Mini theaters were popularized throughout Japan in the 1980s. During that decade, mini theaters often screened European independent and arthouse films, such as films produced during the French New Wave, as well as films originating from Hungary, Poland and Bulgaria. Mini theaters also screened independent films produced in Japan by relatively unknown Japanese filmmakers. The popularity of mini theaters continued into the 1990s, and some mini-theater operators, such as Theatre Shinjuku and Eurospace, began investing in film production.

====In the 21st century====

Several mini theaters in the Tokyo metropolitan area were closed during the late 20th and early 21st centuries. Mini theater Cine Vivant ceased operations in 1999, and Cine Saison and Ginza Theatre Cinema closed in 2011 and 2013, respectively. On April 7, 2020, the COVID-19 pandemic prompted the Japanese government to declare a state of emergency for Tokyo and six other prefectures, resulting in the closure of movie theaters nationwide. Consequently, mini theaters have suffered significant drops in revenue.

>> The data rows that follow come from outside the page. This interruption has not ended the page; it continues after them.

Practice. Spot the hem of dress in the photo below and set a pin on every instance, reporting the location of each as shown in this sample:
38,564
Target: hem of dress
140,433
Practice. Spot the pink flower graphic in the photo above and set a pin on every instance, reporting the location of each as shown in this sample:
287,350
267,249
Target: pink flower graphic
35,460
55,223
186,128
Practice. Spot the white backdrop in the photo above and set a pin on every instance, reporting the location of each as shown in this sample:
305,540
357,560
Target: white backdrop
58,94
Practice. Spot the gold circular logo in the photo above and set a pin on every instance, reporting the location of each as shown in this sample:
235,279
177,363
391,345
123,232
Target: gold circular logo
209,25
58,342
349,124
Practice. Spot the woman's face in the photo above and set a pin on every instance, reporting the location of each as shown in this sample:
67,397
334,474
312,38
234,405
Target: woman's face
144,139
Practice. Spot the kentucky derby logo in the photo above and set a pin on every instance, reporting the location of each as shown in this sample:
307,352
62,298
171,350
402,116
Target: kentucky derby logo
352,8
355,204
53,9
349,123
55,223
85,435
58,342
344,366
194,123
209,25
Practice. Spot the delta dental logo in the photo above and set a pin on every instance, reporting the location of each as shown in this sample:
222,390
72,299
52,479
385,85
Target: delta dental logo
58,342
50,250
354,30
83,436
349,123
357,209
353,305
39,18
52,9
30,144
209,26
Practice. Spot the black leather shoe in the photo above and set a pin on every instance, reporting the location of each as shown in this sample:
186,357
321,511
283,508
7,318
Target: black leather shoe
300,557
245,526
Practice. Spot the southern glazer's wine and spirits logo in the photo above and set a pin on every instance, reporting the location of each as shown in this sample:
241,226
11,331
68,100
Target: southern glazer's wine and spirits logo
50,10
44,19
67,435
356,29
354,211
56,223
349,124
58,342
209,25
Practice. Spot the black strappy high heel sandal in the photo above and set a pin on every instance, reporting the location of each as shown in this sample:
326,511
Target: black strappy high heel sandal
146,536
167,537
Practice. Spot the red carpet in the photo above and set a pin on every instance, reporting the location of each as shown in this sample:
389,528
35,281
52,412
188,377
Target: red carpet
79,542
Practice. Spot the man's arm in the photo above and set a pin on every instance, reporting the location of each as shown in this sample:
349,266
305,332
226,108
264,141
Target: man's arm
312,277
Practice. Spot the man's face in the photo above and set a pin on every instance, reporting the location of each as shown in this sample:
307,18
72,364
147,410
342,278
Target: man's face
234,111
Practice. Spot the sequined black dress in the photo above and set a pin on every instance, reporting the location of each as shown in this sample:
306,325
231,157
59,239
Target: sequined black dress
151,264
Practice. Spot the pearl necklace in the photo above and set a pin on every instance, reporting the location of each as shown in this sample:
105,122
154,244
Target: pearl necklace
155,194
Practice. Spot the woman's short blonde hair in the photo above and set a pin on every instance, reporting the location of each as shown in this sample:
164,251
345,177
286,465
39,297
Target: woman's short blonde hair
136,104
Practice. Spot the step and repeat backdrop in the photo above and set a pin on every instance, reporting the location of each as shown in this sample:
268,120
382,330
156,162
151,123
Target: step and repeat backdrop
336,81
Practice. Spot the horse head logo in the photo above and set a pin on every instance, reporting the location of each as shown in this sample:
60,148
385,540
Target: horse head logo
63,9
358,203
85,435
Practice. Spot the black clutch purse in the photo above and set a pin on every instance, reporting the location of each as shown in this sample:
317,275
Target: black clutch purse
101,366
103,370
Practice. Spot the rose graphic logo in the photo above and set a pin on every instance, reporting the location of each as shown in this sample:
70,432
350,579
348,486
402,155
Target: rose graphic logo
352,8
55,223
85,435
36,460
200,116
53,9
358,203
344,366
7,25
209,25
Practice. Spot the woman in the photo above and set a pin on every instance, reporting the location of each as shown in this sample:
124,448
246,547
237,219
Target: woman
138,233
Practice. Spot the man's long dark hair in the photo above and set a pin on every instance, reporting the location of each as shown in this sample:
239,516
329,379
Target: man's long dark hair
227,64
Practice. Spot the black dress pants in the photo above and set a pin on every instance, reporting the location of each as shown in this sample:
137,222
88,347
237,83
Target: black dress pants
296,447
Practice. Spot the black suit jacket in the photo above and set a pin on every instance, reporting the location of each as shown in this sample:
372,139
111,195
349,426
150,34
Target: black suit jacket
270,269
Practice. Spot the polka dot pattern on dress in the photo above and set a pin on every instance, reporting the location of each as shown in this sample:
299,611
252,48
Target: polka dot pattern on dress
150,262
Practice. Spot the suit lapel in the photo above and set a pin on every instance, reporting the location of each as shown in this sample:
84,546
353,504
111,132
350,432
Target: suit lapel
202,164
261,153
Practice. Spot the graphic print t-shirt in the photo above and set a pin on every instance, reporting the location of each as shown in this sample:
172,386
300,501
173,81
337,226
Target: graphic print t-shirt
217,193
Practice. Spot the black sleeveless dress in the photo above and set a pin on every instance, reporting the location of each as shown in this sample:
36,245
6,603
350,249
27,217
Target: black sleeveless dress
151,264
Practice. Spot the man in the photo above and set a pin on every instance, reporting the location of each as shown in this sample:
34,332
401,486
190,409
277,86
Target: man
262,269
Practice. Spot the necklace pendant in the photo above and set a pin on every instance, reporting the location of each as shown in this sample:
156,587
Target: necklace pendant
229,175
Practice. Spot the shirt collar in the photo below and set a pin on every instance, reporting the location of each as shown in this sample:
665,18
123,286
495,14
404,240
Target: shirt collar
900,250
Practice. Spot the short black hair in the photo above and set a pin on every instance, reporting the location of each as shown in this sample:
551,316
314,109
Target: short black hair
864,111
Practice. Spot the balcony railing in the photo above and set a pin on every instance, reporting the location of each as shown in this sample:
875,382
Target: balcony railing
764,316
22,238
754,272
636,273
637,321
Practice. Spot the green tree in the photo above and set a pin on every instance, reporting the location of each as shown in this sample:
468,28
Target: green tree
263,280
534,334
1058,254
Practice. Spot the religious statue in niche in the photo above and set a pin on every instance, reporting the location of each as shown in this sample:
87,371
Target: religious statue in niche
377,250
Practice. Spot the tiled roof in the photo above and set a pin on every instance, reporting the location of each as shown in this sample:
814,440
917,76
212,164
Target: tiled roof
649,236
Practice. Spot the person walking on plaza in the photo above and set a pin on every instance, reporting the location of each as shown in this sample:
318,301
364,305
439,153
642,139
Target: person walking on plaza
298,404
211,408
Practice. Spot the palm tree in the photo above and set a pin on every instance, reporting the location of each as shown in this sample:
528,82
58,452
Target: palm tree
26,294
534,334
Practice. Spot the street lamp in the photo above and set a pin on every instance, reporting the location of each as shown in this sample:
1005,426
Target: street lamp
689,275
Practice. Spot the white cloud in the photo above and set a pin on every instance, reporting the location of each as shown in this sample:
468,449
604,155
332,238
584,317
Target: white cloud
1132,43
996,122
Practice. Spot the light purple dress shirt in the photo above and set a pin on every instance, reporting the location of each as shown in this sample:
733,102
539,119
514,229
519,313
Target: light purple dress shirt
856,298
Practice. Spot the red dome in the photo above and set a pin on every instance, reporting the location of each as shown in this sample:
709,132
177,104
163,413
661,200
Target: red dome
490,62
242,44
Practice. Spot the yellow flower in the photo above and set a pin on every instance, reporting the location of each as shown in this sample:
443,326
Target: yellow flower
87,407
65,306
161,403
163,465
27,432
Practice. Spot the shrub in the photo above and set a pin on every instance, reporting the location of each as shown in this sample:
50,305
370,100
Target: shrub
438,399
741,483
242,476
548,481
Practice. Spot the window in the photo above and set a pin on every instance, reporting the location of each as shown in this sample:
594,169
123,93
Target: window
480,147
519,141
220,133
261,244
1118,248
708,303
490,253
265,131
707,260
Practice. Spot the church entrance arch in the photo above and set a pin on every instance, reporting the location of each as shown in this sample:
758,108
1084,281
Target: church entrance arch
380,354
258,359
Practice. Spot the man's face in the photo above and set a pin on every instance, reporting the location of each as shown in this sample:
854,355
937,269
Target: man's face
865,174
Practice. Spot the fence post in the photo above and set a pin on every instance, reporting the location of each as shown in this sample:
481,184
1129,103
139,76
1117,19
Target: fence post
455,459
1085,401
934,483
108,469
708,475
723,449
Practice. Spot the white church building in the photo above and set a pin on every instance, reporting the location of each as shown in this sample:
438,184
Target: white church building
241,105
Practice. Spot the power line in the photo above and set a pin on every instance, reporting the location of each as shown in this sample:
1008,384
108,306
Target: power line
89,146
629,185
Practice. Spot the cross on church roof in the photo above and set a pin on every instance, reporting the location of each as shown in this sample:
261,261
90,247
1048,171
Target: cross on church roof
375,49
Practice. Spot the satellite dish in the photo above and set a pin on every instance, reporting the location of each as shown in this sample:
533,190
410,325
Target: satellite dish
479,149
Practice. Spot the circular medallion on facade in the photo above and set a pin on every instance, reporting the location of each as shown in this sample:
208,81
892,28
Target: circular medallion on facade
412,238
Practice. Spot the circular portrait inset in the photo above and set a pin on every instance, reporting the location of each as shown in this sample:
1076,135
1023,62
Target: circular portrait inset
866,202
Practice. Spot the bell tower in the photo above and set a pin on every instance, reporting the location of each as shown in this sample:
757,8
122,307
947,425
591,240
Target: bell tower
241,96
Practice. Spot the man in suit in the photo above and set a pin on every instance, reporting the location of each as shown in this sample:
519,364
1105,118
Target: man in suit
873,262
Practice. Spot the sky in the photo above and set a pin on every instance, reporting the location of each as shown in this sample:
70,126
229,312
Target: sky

In response to the negative financial impact of the pandemic on mini theaters, Japanese filmmakers organized movements to help support them. Directors Kōji Fukada and Ryūsuke Hamaguchi launched a crowdfunding campaign to assist mini theaters; the campaign amassed over 100 million yen in donations in three days.

===In Bangladesh===
In Bangladesh, there are several mini theaters and micro theaters. The first mini single screen movie theater is Momo Inn Cinema, which is situated in Momo Inn Hotel and Resort, Nawdapara, Bogura. It was established in 2018 as a part of the resort. Though this cinema was established with only 40 seats, but now, Momo Inn theater has 108 seats.
The first mini cineplex of the country was established in July, 2018 in Nasirabad, Chittagong, named Silver Screen. This mini multiplex had 95 seat capacity combining two screens, Platinum, a mini theater and Titanium, a micro theater. In 2025, Silver Screen has been shut down for business loss, later which was acquired and became the 9th branch of Star Cineplex cinema chain.
The first micro single screen movie theater is CineScope, which was established in September 20, 2019, in Narayanganj. This government-sponsored micro cinema has only 35 seats.

===In the Philippines===
In June 2021, a microcinema and café known as the Cinema '76 Café opened in Quezon City.

===In the United Kingdom===
In September 2020, the Chinese consumer electronics manufacturer Oppo Mobile opened a pop-up microcinema in the South Bank of London, England.

===In the United States===
The term "microcinema" was coined in 1994 by Rebecca Barten and David Sherman, operators of the Total Mobile Home MicroCINEMA in San Francisco, and was subsequently used to describe a global movement of new, DIY-style small cinemas. Notable American microcinemas include Spectacle Theater, Light Industry, UnionDocs, and the Luminal Theater in New York as well as Other Cinema and the Acropolis Cinema in California.

In Charlotte, North Carolina, the video rental store VisArt Video has a microcinema that can be rented for private screenings. In October 2022, the 38-seat Screen Door Microcinema opened in Ybor City, Tampa, Florida, as the first official microcinema in Tampa. In March 2022, Tallgrass Film Association launched their microcinema in downtown Wichita, Kansas.